In the first chapter, selection bias and its impact on the entire earning distribution are examined. A selection-corrected quantile regression is utilized to provide a more accurate depiction of the gender wage gap distribution. The simulation of potential government child care benefits as an instrument helps address the selection bias issue. Findings reveal the persistent but inconsistent effects of selection bias across wage quantiles and time. The presence of negative selection for women entering the workforce is identified, and the absence of this bias would result in an even higher unexplained portion of the gender wage gap.
Moving to the second chapter, a thorough investigation of the heterogeneity of the gender wage gap is conducted. High-dimensional models are employed to explore the diverse factors contributing to the wage gap. Advanced machine learning algorithms are utilized as robustness checks to address possible multicollinearity problems. The analysis reveals significant reductions in the gender wage gap attributed to age and several occupations, while penalties related to family structure persist.

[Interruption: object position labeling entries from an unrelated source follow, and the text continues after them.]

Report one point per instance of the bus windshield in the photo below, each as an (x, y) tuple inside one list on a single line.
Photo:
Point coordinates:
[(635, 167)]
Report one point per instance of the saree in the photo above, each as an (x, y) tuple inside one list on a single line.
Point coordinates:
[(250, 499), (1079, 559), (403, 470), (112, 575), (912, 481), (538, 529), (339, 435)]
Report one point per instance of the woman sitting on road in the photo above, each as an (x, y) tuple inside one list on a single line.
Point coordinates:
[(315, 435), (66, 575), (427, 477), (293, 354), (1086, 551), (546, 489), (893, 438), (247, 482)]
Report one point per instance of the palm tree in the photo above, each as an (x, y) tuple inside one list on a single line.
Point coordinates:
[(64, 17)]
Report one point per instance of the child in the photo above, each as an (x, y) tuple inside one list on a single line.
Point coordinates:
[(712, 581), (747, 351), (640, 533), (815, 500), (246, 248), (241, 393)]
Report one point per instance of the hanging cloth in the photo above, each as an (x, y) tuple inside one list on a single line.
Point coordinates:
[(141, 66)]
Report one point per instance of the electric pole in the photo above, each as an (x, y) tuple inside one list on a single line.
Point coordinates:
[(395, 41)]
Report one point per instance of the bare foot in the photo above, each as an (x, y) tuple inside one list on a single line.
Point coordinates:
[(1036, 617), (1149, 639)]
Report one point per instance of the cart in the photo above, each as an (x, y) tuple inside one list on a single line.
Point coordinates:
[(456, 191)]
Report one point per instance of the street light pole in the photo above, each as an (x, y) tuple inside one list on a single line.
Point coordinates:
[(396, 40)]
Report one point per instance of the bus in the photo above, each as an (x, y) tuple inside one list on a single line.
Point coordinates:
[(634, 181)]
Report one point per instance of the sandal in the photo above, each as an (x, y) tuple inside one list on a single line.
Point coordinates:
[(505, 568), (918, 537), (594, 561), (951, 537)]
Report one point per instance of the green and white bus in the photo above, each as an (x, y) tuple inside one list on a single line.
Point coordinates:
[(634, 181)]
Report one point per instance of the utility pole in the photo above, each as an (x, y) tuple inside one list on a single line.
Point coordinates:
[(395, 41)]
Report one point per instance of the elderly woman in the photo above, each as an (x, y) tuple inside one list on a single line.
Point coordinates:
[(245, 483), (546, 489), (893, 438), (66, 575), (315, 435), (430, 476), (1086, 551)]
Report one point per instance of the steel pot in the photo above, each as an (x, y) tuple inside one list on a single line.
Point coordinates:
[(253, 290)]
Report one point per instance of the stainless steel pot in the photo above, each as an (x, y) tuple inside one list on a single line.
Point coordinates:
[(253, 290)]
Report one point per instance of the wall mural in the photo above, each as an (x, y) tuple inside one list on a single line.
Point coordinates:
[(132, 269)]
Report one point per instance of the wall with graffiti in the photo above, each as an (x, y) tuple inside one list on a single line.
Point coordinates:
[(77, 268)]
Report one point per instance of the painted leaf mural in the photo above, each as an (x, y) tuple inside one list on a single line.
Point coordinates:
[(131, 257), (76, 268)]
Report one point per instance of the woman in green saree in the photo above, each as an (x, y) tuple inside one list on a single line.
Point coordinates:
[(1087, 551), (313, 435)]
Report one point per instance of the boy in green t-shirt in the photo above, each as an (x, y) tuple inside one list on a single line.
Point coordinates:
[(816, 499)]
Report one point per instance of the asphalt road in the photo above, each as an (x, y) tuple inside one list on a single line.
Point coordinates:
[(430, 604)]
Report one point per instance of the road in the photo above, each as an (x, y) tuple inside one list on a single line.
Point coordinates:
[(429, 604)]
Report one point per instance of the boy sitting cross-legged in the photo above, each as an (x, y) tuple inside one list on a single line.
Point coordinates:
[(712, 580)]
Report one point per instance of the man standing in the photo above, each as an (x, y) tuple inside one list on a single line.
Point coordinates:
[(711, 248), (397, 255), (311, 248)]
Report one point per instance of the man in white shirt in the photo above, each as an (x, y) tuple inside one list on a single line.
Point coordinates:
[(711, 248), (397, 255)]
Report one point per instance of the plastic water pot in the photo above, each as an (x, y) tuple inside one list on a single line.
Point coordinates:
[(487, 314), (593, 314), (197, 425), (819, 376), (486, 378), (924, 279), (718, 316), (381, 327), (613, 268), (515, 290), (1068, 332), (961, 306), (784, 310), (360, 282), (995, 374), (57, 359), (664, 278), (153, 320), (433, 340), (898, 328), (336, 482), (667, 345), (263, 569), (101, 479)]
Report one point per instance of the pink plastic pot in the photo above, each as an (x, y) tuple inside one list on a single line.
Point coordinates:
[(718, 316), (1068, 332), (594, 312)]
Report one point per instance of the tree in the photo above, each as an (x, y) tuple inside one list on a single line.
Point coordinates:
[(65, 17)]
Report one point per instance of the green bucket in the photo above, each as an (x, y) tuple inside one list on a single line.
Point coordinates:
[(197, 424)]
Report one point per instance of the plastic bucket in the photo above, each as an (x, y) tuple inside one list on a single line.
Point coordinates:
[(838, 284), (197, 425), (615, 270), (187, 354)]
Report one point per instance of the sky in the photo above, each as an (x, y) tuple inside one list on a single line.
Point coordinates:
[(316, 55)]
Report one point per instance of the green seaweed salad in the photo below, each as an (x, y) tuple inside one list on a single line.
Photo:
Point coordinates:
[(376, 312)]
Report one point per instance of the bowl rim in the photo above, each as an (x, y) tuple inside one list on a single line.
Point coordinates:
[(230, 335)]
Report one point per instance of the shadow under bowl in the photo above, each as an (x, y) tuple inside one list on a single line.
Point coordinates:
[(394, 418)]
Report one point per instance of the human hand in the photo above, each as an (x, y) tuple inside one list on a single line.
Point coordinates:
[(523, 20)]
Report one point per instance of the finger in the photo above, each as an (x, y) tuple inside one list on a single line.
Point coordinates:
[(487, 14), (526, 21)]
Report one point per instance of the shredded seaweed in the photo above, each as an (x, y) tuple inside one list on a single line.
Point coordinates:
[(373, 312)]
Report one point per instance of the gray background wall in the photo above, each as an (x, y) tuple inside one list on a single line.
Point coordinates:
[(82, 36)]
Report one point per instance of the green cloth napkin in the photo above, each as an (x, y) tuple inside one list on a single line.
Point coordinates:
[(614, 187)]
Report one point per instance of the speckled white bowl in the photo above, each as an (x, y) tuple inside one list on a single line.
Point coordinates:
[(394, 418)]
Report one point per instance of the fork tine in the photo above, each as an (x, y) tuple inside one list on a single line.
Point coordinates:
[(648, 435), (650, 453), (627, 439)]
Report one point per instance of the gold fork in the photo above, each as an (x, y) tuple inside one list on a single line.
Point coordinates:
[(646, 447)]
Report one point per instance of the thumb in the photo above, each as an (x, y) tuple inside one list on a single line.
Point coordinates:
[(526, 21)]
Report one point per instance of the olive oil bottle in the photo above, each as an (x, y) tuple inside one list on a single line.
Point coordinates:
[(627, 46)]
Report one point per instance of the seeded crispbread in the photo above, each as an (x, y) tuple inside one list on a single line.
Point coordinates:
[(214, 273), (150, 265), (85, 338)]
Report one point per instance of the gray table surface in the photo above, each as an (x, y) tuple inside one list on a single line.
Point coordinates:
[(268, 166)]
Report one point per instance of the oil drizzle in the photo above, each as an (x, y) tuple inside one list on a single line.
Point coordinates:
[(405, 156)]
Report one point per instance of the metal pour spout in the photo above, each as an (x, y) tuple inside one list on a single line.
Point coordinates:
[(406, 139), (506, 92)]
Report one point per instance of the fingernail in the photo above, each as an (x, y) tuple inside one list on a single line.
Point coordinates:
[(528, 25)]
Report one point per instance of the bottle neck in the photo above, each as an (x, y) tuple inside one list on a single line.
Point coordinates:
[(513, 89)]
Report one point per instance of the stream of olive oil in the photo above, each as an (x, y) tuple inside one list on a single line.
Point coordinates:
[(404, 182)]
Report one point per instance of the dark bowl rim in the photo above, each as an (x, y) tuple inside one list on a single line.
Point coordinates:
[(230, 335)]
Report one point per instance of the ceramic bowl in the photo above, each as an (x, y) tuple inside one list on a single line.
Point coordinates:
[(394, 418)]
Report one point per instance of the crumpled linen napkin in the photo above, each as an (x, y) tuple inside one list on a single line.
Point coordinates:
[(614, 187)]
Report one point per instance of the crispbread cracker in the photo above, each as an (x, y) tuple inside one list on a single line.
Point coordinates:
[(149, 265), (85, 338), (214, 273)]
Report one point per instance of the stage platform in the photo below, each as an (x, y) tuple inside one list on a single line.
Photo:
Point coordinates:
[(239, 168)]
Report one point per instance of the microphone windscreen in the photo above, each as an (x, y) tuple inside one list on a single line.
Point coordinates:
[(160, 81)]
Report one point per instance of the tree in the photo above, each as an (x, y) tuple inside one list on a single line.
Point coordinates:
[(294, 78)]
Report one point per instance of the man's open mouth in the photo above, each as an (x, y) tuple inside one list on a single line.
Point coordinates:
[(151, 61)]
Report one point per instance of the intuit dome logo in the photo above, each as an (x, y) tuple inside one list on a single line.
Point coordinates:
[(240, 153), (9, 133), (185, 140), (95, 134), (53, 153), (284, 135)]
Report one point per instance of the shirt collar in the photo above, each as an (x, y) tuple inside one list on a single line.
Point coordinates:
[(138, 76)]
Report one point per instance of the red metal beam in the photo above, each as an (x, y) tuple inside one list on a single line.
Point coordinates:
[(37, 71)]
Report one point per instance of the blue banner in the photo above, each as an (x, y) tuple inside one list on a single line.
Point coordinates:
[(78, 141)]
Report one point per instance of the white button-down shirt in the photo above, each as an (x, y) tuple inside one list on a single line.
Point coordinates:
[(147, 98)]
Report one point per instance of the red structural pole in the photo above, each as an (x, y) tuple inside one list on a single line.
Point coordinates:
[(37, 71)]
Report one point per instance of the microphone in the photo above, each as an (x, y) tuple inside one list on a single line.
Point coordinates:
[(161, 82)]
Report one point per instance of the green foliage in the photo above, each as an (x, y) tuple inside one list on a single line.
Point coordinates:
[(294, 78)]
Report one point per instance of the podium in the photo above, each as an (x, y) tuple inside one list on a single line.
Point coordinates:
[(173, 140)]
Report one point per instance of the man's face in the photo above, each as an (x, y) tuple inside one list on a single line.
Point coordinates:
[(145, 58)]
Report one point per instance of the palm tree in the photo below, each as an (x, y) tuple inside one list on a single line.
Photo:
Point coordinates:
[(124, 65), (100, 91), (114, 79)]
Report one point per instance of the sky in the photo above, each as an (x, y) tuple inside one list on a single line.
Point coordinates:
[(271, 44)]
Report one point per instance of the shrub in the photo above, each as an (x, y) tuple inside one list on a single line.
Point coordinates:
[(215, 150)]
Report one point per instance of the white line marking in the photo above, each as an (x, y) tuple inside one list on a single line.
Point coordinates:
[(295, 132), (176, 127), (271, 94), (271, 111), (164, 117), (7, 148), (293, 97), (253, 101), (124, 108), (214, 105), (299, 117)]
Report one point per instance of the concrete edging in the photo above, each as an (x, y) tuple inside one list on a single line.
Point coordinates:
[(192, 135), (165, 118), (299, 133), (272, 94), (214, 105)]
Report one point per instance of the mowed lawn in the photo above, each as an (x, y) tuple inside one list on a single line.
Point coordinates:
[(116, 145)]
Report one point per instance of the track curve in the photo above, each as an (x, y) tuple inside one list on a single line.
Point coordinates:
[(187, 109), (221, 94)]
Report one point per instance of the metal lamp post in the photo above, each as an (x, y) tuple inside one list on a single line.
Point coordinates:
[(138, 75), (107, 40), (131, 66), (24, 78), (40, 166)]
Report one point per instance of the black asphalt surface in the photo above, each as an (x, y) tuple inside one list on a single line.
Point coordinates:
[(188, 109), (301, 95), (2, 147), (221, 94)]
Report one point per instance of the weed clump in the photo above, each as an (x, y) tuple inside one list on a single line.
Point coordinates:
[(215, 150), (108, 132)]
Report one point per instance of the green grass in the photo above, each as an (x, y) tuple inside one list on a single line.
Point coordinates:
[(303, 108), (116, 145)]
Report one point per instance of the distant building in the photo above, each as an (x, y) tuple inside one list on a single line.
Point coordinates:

Finally, the third chapter explores the under-researched area of job-education mismatch and its impact on the gender wage gap. The study focuses on the differences in vertical and horizontal matching between women and men. Self-reported measurements of both vertical and horizontal mismatch, as well as an objective index of horizontal mismatch, are utilized. Results indicate that, unlike other countries, vertical mismatch does not contribute significantly to the gender wage gap. Furthermore, the role of horizontal mismatch is economically insignificant in relation to the overall gap.
This dissertation enhances our understanding of the Canadian gender wage gap by addressing important aspects such as selection bias, heterogeneity, and job-education mismatch. The findings contribute to the existing literature on gender inequality, offering valuable insights for policy interventions and future research in this field.